March 5 (Bloomberg) -- A group of California mayors is opposing a pension-reform referendum that would empower them to reduce expenses while risking their support from unions.
The statewide measure, offered by San Jose Mayor Chuck Reed, would give local officials authority to reduce future pension benefits for municipal employees. Current and former mayors representing 17 California cities are among leaders who oppose his proposal, while three mayors favor it. The measure probably won’t make it onto the ballot this November because Reed is suing the state over the wording of its summary.
“Public-sector unions are very powerful, very influential and generally say ‘no’ to any kind of changes,” Reed, a 65- year-old Democrat, said in a telephone interview. “It’s impossible to get elected to statewide office unless you have union support.”
Surging retirement costs are straining governments from Rhode Island to the Golden State, and contributing to bankruptcies in the California cities of Vallejo, San Bernardino and Stockton. Reed’s plan for easing strains on municipal budgets divides mayors who seek to reduce benefits and those who want to maintain the backing of unions or prefer other methods of controlling costs.
“Our hardworking employees everywhere have a right to a secure retirement, have a right to a good pension,” said Richmond Mayor Gayle McLaughlin, 61, who opposes Reed’s plan. “We shouldn’t cause organized labor to take the brunt of economic problems at the expense of their hard-earned retirement.”

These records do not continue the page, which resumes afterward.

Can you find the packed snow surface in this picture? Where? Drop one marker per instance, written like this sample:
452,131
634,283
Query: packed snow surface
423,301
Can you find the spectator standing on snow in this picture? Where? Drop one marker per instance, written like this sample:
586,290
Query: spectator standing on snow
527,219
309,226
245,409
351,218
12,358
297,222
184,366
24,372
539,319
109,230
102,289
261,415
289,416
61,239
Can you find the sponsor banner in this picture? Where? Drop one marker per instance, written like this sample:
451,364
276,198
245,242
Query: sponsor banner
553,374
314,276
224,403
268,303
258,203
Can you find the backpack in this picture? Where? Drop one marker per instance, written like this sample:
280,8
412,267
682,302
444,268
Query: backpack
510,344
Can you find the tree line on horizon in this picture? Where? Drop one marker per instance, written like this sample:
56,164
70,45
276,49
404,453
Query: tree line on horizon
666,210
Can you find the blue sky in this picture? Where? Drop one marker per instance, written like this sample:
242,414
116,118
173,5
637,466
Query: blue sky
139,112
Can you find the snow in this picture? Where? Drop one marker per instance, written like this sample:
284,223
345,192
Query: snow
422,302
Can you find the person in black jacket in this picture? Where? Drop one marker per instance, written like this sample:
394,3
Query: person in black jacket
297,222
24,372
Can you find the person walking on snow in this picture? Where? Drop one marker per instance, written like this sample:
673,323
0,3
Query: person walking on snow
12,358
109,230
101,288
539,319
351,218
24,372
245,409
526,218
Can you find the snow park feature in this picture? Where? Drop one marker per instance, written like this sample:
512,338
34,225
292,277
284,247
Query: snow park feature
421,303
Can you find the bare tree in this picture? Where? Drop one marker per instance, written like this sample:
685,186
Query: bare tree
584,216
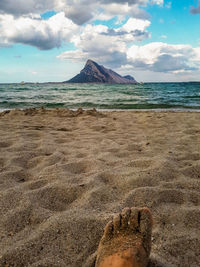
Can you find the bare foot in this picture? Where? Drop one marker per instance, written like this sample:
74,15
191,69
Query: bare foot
127,240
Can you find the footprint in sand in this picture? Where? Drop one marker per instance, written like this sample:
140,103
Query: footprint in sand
57,198
5,144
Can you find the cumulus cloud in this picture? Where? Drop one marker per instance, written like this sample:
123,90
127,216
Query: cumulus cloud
79,11
195,10
43,34
162,57
153,57
105,45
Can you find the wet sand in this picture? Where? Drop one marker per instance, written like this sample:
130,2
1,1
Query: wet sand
64,174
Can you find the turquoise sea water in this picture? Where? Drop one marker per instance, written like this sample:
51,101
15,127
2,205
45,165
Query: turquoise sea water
101,96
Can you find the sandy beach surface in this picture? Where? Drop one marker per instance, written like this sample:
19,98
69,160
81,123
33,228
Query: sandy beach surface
64,174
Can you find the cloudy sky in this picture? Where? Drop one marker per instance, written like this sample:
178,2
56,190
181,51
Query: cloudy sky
50,40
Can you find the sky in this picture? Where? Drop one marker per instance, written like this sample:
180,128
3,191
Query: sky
50,40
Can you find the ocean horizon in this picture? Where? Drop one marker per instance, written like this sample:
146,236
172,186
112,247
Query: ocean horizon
147,96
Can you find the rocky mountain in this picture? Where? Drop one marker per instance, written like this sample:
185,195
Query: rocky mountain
94,73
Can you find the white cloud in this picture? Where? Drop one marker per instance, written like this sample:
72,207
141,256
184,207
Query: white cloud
43,34
157,2
79,11
106,45
162,57
195,10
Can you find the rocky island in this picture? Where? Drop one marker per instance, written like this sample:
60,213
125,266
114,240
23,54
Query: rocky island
94,73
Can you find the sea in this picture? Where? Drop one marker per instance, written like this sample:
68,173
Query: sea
147,96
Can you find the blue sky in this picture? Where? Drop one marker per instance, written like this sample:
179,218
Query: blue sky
153,40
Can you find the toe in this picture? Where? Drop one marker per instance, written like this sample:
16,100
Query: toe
125,218
117,223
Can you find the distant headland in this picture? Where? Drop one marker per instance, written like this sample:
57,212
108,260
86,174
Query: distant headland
94,73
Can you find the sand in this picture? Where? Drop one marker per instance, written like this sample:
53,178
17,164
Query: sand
64,174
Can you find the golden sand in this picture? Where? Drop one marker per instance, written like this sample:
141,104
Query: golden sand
64,174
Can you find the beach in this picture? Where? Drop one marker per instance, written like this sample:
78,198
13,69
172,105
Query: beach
64,174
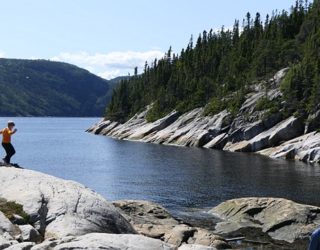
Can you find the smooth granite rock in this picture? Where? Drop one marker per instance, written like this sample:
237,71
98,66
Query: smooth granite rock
8,230
59,207
152,220
304,148
281,219
285,130
29,233
105,241
195,247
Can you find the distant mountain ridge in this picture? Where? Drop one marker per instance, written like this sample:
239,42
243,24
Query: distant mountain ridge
47,88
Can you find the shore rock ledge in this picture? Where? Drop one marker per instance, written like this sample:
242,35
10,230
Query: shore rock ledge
281,219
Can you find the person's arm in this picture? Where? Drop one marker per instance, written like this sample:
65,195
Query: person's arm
13,132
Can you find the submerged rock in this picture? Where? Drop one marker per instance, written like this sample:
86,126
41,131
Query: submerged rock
255,127
285,130
281,219
304,148
57,207
106,241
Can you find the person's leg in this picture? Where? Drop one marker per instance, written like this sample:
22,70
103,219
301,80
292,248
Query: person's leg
6,148
11,151
315,240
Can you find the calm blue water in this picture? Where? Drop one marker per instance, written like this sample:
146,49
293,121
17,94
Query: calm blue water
178,178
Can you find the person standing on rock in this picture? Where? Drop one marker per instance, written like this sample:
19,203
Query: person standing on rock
6,141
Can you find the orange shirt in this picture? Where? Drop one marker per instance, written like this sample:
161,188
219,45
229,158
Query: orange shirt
6,135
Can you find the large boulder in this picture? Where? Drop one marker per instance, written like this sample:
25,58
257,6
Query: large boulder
59,208
290,128
7,229
105,241
140,132
281,219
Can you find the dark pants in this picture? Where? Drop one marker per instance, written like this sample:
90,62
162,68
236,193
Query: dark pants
9,150
315,240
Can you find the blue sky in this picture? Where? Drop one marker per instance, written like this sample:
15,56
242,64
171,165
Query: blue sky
110,37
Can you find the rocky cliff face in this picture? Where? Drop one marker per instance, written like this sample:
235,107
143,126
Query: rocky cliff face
258,129
61,214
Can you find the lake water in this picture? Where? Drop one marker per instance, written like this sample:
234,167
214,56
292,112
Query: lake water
181,179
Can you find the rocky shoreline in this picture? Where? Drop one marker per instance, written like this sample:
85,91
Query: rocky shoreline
253,129
61,214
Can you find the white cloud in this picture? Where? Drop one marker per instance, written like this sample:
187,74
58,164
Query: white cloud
111,64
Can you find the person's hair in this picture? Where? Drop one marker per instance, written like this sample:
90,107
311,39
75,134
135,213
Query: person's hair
11,123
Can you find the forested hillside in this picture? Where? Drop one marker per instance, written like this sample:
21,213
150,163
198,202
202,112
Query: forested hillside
46,88
215,70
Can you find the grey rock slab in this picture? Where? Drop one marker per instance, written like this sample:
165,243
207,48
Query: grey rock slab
281,219
106,241
59,207
285,130
195,247
304,148
7,229
148,218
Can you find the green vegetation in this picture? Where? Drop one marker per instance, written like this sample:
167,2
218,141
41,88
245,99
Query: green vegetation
9,208
45,88
217,70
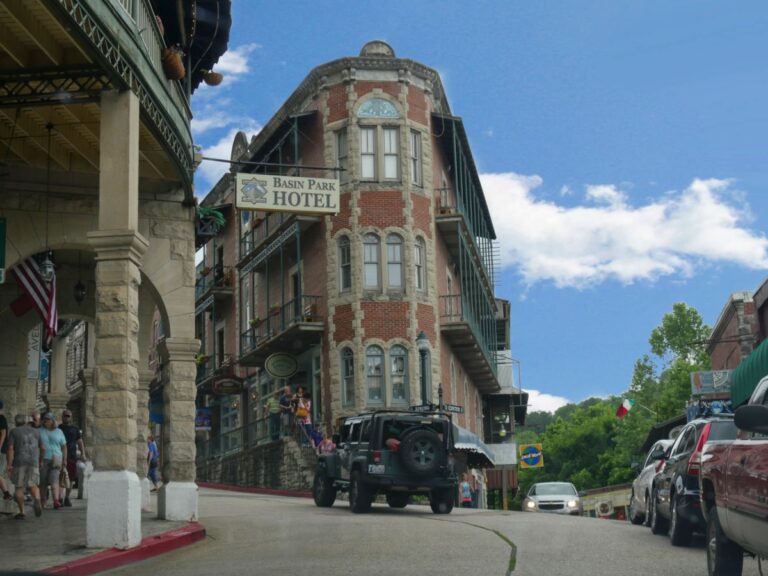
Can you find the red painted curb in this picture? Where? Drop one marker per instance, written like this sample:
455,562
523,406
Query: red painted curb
149,547
270,491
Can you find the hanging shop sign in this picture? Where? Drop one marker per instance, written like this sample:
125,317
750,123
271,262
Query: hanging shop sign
273,193
227,386
281,365
531,456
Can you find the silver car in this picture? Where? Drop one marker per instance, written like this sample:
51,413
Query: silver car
641,488
554,497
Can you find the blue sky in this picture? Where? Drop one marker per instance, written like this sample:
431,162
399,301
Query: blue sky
621,145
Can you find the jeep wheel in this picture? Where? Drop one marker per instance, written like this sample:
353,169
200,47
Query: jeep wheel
359,494
441,501
323,491
723,556
397,499
679,531
421,452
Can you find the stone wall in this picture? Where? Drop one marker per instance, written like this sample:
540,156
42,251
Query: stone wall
282,465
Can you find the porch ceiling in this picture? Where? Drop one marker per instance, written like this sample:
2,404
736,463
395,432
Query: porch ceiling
48,76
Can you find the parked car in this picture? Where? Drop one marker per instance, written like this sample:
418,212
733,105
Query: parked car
734,490
554,497
640,500
394,453
675,505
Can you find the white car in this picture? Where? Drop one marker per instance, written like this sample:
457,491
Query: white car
639,502
554,497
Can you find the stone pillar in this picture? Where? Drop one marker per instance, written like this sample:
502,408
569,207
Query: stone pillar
114,505
58,395
177,498
142,422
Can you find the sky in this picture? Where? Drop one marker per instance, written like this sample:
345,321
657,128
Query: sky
621,146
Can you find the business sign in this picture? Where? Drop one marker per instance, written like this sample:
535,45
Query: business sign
227,386
273,193
711,382
531,456
281,365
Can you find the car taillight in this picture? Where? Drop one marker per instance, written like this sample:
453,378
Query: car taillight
694,462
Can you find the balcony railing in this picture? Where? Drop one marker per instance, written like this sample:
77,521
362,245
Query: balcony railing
256,433
280,319
209,366
217,277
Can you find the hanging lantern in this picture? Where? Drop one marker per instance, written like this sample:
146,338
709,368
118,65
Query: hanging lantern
79,292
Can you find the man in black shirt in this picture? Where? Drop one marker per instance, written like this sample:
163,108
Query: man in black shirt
74,444
3,450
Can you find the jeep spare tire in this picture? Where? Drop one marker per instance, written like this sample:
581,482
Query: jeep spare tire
421,451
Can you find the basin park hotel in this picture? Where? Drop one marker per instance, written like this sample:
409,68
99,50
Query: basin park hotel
377,292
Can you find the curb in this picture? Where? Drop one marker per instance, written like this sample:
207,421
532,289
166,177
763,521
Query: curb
249,490
149,547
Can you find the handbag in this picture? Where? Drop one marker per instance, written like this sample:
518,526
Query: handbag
64,479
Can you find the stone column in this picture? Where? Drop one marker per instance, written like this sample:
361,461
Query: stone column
177,499
142,422
58,395
114,506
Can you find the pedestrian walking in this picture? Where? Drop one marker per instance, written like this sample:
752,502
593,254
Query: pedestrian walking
75,445
153,458
273,412
53,458
24,450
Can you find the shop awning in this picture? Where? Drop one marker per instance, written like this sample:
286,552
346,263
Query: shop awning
748,374
478,454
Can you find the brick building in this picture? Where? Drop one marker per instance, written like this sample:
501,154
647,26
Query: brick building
409,257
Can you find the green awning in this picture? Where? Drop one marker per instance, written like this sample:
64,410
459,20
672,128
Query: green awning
748,374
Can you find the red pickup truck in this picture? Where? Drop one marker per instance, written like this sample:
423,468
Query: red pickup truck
734,489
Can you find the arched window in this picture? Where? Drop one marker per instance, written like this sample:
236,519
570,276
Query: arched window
345,265
347,377
453,382
398,374
374,374
371,262
394,262
420,261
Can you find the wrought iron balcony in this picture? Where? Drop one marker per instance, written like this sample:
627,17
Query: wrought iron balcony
290,327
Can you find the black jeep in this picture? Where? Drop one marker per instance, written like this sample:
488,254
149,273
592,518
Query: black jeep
390,452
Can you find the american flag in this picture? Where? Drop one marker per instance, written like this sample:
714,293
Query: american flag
38,294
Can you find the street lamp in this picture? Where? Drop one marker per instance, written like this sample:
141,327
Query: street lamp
422,342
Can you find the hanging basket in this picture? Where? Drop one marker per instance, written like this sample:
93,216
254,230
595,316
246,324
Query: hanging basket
173,65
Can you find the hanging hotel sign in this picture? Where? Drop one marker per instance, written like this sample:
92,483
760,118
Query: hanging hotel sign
281,365
274,193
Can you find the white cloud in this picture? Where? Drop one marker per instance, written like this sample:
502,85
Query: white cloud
541,402
609,239
236,60
209,172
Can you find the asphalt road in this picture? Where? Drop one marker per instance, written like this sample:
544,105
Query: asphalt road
255,534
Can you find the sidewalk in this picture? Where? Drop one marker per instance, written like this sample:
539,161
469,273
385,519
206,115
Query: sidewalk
58,538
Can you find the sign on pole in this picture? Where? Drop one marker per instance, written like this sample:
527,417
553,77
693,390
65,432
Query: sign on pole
531,456
273,193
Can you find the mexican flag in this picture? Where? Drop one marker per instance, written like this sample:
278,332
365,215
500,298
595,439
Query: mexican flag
624,407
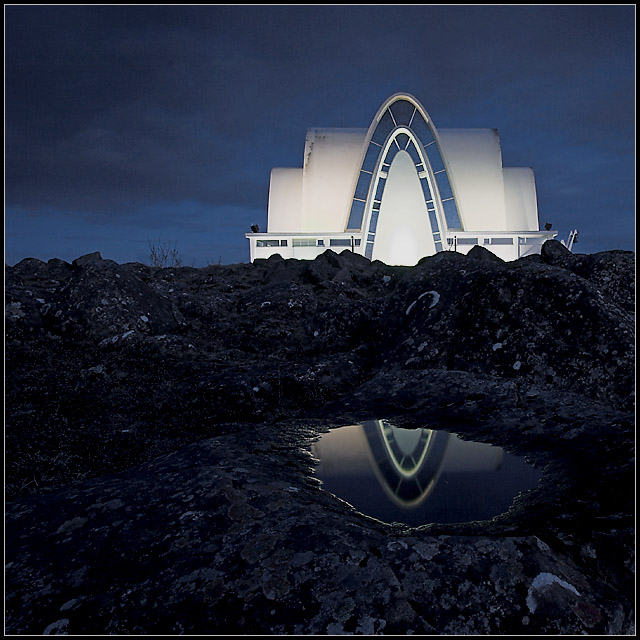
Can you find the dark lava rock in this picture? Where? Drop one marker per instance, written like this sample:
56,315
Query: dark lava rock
159,423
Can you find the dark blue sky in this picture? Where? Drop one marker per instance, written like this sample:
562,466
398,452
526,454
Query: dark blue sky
129,125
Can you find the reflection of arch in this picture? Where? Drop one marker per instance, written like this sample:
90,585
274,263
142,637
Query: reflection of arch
407,474
402,124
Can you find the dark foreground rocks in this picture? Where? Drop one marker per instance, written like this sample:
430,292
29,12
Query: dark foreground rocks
159,424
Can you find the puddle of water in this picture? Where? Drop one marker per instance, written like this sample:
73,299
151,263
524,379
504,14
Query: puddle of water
419,476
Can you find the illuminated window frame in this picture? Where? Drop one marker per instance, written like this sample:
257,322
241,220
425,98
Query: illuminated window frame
403,125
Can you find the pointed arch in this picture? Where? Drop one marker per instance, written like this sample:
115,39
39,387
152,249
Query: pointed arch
402,124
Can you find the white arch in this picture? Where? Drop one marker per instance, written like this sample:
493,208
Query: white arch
362,206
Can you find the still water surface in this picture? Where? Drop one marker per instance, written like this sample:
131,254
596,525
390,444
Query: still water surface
418,476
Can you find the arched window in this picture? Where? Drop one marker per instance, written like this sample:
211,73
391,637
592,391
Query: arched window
403,126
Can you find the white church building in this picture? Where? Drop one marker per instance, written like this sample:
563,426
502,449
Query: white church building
401,190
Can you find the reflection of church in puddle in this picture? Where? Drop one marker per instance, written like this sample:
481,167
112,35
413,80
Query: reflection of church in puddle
418,475
401,190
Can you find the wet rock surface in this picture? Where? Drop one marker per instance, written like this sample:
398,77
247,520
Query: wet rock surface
159,425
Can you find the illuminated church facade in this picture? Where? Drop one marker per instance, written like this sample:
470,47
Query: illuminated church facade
399,191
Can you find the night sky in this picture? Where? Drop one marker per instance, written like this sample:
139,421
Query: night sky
126,126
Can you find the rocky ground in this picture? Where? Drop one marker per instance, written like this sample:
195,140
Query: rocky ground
159,422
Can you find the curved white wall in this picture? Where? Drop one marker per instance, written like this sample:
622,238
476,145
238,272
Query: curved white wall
520,198
475,163
285,201
331,162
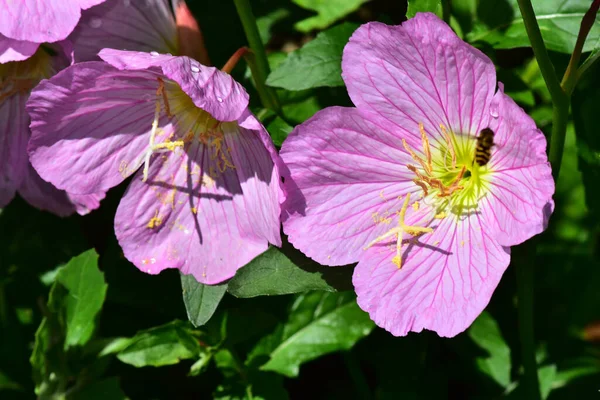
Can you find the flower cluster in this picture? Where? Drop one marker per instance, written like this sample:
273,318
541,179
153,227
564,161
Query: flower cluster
404,184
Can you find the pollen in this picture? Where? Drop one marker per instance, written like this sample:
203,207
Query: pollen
449,180
399,231
155,221
441,215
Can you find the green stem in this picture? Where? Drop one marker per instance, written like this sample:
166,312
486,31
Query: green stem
560,119
360,383
572,74
540,52
525,280
259,64
525,271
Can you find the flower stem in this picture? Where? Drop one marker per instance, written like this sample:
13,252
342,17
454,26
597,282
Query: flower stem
572,74
540,52
259,65
560,119
525,279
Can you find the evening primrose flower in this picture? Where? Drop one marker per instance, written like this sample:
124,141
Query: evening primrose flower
206,192
137,25
25,24
16,174
394,184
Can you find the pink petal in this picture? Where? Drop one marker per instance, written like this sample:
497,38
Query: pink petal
41,21
44,196
347,174
419,72
90,126
227,221
14,133
446,280
210,89
16,50
519,203
120,24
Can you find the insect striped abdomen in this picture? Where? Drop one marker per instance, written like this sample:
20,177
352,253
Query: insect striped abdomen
483,149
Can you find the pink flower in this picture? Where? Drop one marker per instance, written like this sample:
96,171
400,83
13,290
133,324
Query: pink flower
16,174
205,194
126,25
393,183
25,24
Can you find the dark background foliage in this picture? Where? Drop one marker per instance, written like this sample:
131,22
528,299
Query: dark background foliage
107,331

California municipalities have few options for boosting revenue. They can’t impose higher sales taxes without going to voters, and the state caps real-estate levies. The collapse of the housing market eroded tax dollars.
In 2012, voters in San Jose, the state’s third-largest city, required new public employees to pay 50 percent of the retirement plan’s total cost. Those already on the payroll could keep existing plans by increasing contributions or keep costs steady by choosing a plan with more modest benefits. Unions sued to block the changes, and the case is pending.
Now, Reed, who is in his final year as mayor and doesn’t plan to run again, is leading a voter initiative that would let all local governments negotiate changes to existing employees’ pensions or retiree health care, while preserving benefits already earned. A city whose retirement plans are funded below 80 percent would be required to publish an annual report outlining actions that would lead to 100 percent funding.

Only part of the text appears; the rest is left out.